[whatwg] accessibility management for timed media elements, proposal

Sun Jun 10 04:05:55 PDT 2007

Dave Singer wrote:

> At 16:35  +0100 9/06/07, Benjamin Hawkes-Lewis wrote:

[snip]

>> The proposal does not describe how conflicts such as the following
>>  would be resolved:
>> 
>> User specifies:
>> 
>> captions: want high-contrast-video: want
>> 
>> Author codes:
>> 
>> <video ... > <source media="all and (captions:
>> want;high-contrast-video: dont-want)" ... /> <source media="all and
>> (captions: dont-want;high-contrast-video: want)" ... /> </video>
> 
> There is no suitable source here;  it's best to have something (late)
> in the list which is less restrictive.

But if UAs can apply accessibility preferences to a catch-all <source>
listed last, then what's the advantage of creating multiple <source>
elements in the first place? Current container formats can
include captions and audio descriptions. So is the problem we're trying
to solve that container formats don't contain provision for alternate
visual versions (high contrast and not high contrast)? Or are we trying 
to cut down on bandwidth wastage by providing videos containing only the 
information the end-user wants?

>> a) I should think sign-language interpretation needs to be in
>> there.
>> 
>> sign-interpretation: want | dont-want | either (default: want)
>> 
>> Unless we want to treat sign interpretation as a special form of 
>> subtitling. How is subtitling in various languages to be handled?
> 
> I think we assume that a language attribute can also be specified, as
>  today.

The lang attribute specifies "the primary language for the element's 
contents and for any of the element's attributes that contain text", not 
the referenced resource. hreflang "gives the language of the linked 
resource" as a single "valid RFC 3066 language code." So we'd need a new 
attribute or to change the content model of hreflang to explicitly 
specify the separate multiple languages of a resource.

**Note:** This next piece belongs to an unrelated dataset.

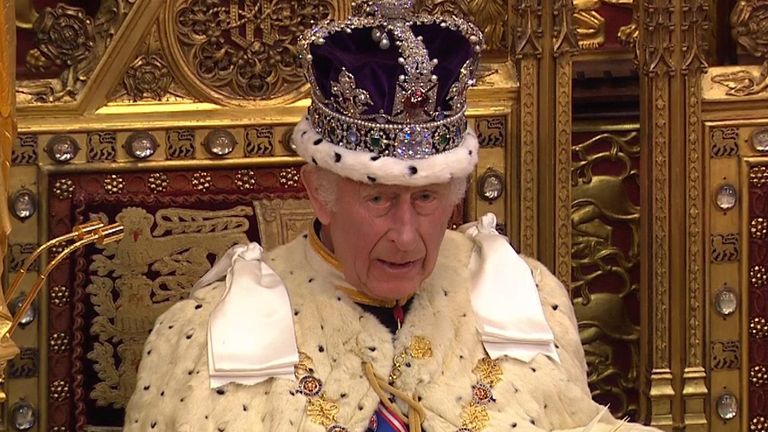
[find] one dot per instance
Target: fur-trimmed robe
(173, 392)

http://www.whatwg.org/specs/web-apps/current-work/multipage/section-global.html#the-lang

http://www.whatwg.org/specs/web-apps/current-work/multipage/section-links.html#hreflang3

I note in passing that these attributes should be updated to use RFC 
4646 not RFC 3066 as per:

http://www.w3.org/TR/i18n-html-tech-lang/#ri20030112.224623362

> I have to confess I saw the BBC story about sign-language soon after
> sending this round internally.  But I need to do some study on the 
> naming of sign languages and whether they have ISO codes.  Is it true
> that if I say that the human language is ISO 639-2 code XXX, and
> that it's signed, there is only one choice for what the sign language
> is (I don't think so -- isn't american sign language different from
> british)? Alternatively, are there ISO or IETF codes for sign
> languages themselves?

Brian Campbell has eloquently answered some of these questions.

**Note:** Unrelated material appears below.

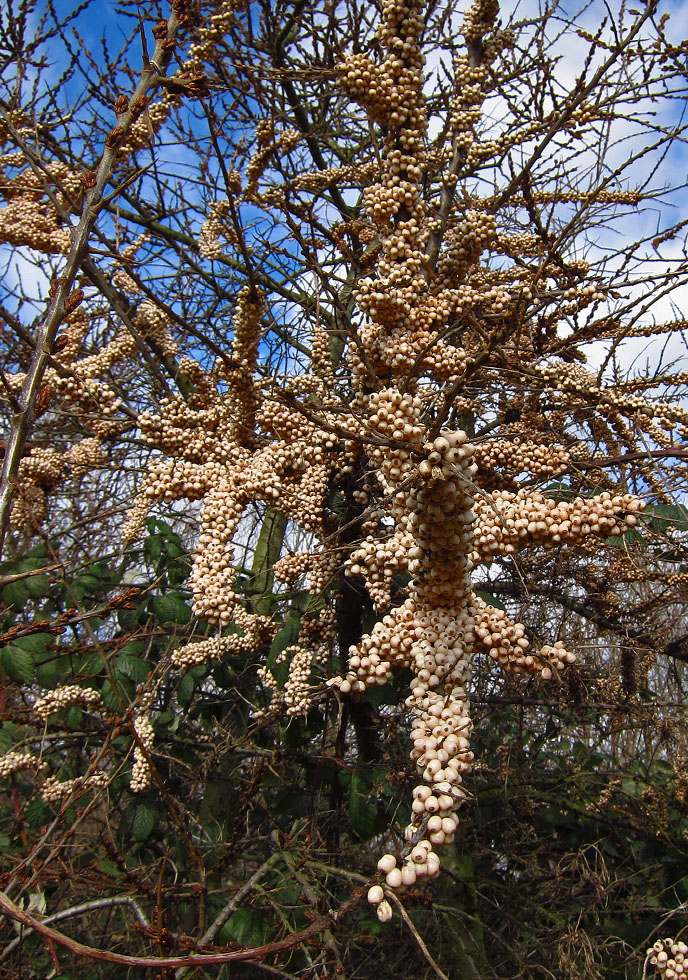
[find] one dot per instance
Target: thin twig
(231, 905)
(100, 903)
(416, 935)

The reason I was thinking of using a CSS property was that signed 
interpretation is not the same as signing featured in the original 
video. But it's true that information about what sign languages are 
available is important, so a CSS property alone wouldn't solve the 
problem. Maybe we need new attributes to crack this nut:

<source contentlangs="en,sgn-en" captionlangs="sgn-en-sgnw,fr,de,it,sgn" 
dubbinglangs="fr" subtitlelangs="de,it" 
signedinterpretationlangs="sgn-en,sgn-fr,sgn-de,sgn-it" ...>

This would indicate that the main video content features people talking 
in English and people signing in English; the video is captioned in 
English, French, German, Italian, and their SignWriting analogues 
(American Sign Language in the case of English), dubbed in French, 
subtitled in German and Italian, and provided with signed interpretation 
in American, French, German and Italian Sign Languages.

Granted it's a sledgehammer, but it does provide the fine-grained 
linguistic information we need. It would also seemingly remove the need 
for putting a caption media query on <source>. While this markup looks 
complicated, most videos currently on the web could be marked up like:

<source hreflang="en" ...>

as all they provide is a single-language spoken track.

<digression>

I should add a little note about "sgn-en-sgnw". The IANA language tag 
registry includes the following entry:

> Type: script
> Subtag: Sgnw
> Description: SignWriting
> Added: 2006-10-17

http://www.iana.org/assignments/language-subtag-registry

One might want to omit the sgnw subtag on the basis that other sign 
language transliterations are academic not everyday (just as one omits 
the latn subtag for en, fr, and so on). However, those who work on such 
things have yet to come up with an entirely settled formulation. See 
this thread on the IETF languages mailing list:

http://www.alvestrand.no/pipermail/ietf-languages/2006-October/005126.html

Meanwhile, people are already creating SignWriting captions:

http://www.webcitation.org/5PUMLS0mp

</digression>

>> b) Would full descriptive transcriptions (e.g. for the deafblind)
>> fit into this media feature-based scheme or not?
>> 
>> transcription: want | dont-want | either (default: either)
> 
> how are these presented to a deafblind user?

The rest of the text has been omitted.